Data Warehousing and Data Science

13 November 2021

Google Colab

Filed under: Machine Learning — Vincent Rainardi @ 9:05 am

I started using Google Colab about 6 months ago, as my laptop is 1 core 4 GB. I’m now on Colab Pro (£9.72 a month) which is fantastic. So in this article I’d like to share my experience doing machine learning on Colab.

The Look and Feel

I love the table of contents on the left panel! Jupyter Notebook on local install don’t have it. Well they do (link) but it’s so complicated and so manual. On Google Colab it is available out of the box, without us doing anything (it detects the headings in the markdown, i.e. #, ##, ###, etc.) We use it to jump to different sections in our notebook:

Google Colab also supports dark theme as you can see above. On the left most column (marked A) we have search, code snippet, variables and files. They are very useful when doing development. Psst, if you click the Colab icon on the top left (B), you’ll see all your notebooks in Google Drive!).

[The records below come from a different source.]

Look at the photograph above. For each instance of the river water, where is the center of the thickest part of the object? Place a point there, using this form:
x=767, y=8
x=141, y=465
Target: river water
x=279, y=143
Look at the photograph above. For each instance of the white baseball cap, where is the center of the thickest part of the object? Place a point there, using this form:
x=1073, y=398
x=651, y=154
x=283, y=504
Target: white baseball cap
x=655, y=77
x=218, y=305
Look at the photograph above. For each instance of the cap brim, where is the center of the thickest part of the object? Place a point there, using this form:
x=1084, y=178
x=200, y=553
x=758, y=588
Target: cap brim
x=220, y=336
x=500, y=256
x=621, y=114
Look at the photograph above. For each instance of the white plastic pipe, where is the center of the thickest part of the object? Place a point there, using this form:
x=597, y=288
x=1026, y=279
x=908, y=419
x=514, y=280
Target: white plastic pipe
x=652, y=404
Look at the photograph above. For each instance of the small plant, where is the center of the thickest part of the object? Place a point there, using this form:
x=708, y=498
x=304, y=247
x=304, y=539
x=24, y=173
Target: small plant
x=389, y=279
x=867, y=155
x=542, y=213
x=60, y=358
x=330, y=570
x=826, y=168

On the bottom left (C) there are 2 very useful icons. The first one is Command Pallette where every single Jupyter command and shortcut is listed! The second one is the Terminal, where you can run shell commands (only on Colab Pro).

Google Drive

When starting on Colab almost everyone asked “How do I upload files” and spent time searching.

There you go! Saves you from searching 🙂

Tip: don’t use GPU when you connect to Google Drive for the first time. You could get “403 error daily limit exceeded” (link). Turn off GPU on the Notebook Settings (see below) and you’ll be ok.


The main reason we use Colab is because it’s free and it’s fast. Yes it’s free. And yes you get GPU and TPU! In my case it’s 10-20x faster than my laptop. So why pay £9.72/month for Pro? (including VAT) Because it disconnects after 1.5 hours, that’s why. To prevent that we need to keep typing! With Pro we also get more power and RAM.

When doing neural network (RNN, CNN) or RL, Colab is an absolute godsend. I can’t do those NN or RL models on my laptop (well it’s 6 years old, no wonder 🙂 Colab is very good with anything to do with Keras. Because of its TPU. Well, with scikit learn too.

Tip: unless you are doing network layers, using TPU doesn’t mean it’s faster than GPU or None. I was using classical models (Logistic Rregression, Random Forest, XG Boost, etc) and found that TPU or GPU doesn’t make it faster. And there were moments when I could not connect using TPU, but with  None I could connect.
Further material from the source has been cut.